A tal ponto que o mais feroz rottweiller da matilha conservadora, Reinaldo Azevedo, o repreende: “Mais de uma vez, vimos o juiz Sergio Moro parar um depoimento para que a pessoa ouvida não citasse um político com mandato, o que o obrigaria a mandar o caso para o STF. Para manter a investigação sob sua jurisdição, orientava o depoente a não citar nomes de políticos.”
Como não hesitou em praticar todo o tipo de exagero, para colher do simbolismo de sua dureza o reconhecimento geral de que era “um juiz diferente”, não destes que são prudentes e interpretam a lei com cautela para que de sua própria interpretação não lhe venham violações e injustiças eventuais. E não apenas o prazer, mas o alimento essencial do herói: a vaidade.
Não resisto a transcrever o texto – certamente não escrito pensando em seu caso – de Inês Bastos, voltado para questões psicanalíticas:
O herói extrai alegria da tristeza do outro, ele se sente bem se provar que o outro é mau. O herói, deste modo, peca por excesso, sente-se o único responsável pelo que está ocorrendo à sua volta e, por isso, assume mais do que pode cumprir. Ele se insurge contra a realidade e vai além do que lhe é possível. Se na postura de vítima nos negamos, na postura de herói nós negamos o outro, sentimo-nos o único sujeito da relação humana e consideramos as outras pessoas como objetos.
O herói se coloca em nível superior ao das outras pessoas, escondendo um profundo sentimento de inferioridade. É o todo poderoso, o que sabe tudo, o que sempre tem razão, o imbatível, o melhor. É aquele que perdeu a simplicidade de estar no mundo, é o que não sabe e não sabe que não sabe; daí, a sua dificuldade em aprender. Supõe saber tudo e perde com isso a capacidade de perguntar, a capacidade espontânea de fazer perguntas, de perguntar o que não sabe.
Em contrapartida, seu comportamento é sempre o de ensinar, de julgar, de analisar e de orientar os outros. É o dono da verdade. Por isso, nunca diz: “Eu não sei”. Nunca pede ajuda. Ele se julga como padrão dos outros e se relaciona com o mundo através de uma avassaladora programação de dogmas, de verdades feitas, porque as pessoas serão boas, honestas, verdadeiras, inteligentes,[somente] se coincidirem com o seu modo de pensar, de sentir e de agir.

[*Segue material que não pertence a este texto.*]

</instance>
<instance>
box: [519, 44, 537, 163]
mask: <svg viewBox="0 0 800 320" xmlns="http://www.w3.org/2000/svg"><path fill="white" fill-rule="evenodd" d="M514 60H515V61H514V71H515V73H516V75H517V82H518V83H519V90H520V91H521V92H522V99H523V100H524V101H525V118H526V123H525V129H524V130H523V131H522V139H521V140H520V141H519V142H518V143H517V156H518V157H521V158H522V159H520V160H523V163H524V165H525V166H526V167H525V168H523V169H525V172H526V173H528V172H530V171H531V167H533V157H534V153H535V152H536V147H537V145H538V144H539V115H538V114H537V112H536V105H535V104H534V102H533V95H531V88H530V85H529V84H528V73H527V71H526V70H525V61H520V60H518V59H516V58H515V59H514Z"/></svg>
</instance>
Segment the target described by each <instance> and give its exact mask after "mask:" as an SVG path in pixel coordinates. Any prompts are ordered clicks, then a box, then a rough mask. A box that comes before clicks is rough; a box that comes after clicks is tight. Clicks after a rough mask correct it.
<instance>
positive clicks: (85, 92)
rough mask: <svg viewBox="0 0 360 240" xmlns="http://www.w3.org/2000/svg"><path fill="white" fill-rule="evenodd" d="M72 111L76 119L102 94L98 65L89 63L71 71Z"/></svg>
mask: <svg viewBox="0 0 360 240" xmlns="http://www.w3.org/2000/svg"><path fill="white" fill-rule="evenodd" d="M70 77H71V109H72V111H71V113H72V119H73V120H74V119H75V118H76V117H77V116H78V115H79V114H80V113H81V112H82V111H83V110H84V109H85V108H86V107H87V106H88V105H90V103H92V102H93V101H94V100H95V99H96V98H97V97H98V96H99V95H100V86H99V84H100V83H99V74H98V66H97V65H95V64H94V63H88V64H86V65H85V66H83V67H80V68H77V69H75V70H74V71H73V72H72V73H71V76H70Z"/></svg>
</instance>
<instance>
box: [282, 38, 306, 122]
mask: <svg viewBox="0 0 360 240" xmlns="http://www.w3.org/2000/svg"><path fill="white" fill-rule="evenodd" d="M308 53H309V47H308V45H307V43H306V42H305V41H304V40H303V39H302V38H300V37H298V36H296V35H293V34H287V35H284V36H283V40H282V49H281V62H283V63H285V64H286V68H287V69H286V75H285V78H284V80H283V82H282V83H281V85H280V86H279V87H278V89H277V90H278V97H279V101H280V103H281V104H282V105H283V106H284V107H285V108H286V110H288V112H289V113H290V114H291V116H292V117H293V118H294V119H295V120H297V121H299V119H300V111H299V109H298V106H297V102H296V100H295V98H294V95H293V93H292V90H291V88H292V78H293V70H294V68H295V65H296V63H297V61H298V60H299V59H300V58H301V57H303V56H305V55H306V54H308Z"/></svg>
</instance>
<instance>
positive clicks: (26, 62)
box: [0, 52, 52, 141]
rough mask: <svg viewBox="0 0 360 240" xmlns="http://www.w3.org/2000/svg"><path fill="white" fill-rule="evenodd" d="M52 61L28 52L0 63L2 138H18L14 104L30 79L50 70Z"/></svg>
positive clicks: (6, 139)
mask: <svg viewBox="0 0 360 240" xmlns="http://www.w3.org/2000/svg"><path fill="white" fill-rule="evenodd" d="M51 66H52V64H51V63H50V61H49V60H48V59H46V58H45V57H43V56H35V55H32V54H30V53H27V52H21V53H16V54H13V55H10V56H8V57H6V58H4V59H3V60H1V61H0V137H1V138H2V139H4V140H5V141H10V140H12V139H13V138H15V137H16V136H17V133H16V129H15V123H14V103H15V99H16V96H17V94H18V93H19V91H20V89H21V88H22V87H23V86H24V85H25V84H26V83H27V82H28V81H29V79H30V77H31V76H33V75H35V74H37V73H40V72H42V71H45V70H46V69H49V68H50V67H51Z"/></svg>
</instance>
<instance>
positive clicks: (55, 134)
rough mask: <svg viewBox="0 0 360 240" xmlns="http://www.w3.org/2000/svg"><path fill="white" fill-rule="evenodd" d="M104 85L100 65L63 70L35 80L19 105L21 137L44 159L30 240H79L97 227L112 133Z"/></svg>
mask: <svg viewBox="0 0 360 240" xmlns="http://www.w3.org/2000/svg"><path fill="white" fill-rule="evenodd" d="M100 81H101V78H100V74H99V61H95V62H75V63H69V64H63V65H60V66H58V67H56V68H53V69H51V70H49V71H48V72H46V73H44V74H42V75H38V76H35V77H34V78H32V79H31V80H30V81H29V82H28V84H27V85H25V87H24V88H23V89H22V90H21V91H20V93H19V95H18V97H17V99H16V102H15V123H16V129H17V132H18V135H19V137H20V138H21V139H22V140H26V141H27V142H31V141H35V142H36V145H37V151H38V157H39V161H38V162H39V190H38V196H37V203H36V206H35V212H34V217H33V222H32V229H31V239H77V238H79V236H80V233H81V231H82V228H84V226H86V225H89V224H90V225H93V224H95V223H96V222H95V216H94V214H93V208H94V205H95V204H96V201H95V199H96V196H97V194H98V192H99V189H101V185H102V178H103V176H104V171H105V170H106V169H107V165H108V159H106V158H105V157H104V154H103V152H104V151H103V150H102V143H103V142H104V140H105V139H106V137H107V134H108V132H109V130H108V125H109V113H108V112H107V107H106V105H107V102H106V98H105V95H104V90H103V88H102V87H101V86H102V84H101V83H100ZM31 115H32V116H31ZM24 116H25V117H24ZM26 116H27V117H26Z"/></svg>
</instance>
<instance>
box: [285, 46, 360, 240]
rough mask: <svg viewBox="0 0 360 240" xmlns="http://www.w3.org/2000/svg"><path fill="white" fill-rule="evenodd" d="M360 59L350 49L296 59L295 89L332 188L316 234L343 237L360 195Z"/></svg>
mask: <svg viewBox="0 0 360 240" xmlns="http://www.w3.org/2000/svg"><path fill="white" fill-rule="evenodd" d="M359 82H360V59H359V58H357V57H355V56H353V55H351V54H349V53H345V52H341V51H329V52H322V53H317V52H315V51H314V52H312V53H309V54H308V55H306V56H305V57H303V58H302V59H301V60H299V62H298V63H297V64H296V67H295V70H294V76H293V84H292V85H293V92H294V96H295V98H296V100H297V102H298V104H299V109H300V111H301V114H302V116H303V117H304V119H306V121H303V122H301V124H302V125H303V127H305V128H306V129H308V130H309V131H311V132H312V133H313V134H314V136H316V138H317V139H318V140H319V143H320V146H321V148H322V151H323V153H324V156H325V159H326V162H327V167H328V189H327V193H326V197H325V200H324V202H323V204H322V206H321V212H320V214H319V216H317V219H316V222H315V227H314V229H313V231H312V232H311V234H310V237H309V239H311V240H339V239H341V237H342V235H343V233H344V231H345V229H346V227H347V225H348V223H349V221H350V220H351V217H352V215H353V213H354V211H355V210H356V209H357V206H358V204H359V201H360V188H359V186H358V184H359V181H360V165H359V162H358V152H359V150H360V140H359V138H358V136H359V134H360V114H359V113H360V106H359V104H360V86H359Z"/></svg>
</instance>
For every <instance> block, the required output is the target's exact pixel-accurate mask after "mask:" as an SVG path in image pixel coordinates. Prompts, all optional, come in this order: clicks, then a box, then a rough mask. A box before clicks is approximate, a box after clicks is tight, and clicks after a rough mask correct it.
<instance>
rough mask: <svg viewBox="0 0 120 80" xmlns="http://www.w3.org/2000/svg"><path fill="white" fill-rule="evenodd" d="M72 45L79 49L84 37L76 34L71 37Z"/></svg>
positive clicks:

O Dr. Moro está diante de um dilema.
Ouviu-se, de maneira muito clara, a voz do Supremo Tribunal Federal, por maioria muito ampla e, certamente, ciente o que seu pronunciamento representou e representa, inclusive da repercussão em frustrações e gemidos da República do Paraná.
Pode reavaliar se quer participar, como um dos protagonistas, de um processo de estabelecimento de novas situações de moralidade pública de que o Brasil precisa, mas dentro de um quadro de normalidade, sem qual a moral é uma fúria insana.
Ou pode ceder à fúria da vaidade ofendida, da divindade falha, da obsessão frustrada, do herói contestado Do homem que perde uma guerra por não aceitar a derrota em uma batalha na qual se portou de forma insana.
Se o Dr. Moro soubesse olhar, veria que, na história judicial brasileira, há um recentíssimo exemplo do esquecimento que se reserva aos que aspiraram ser heróis assim.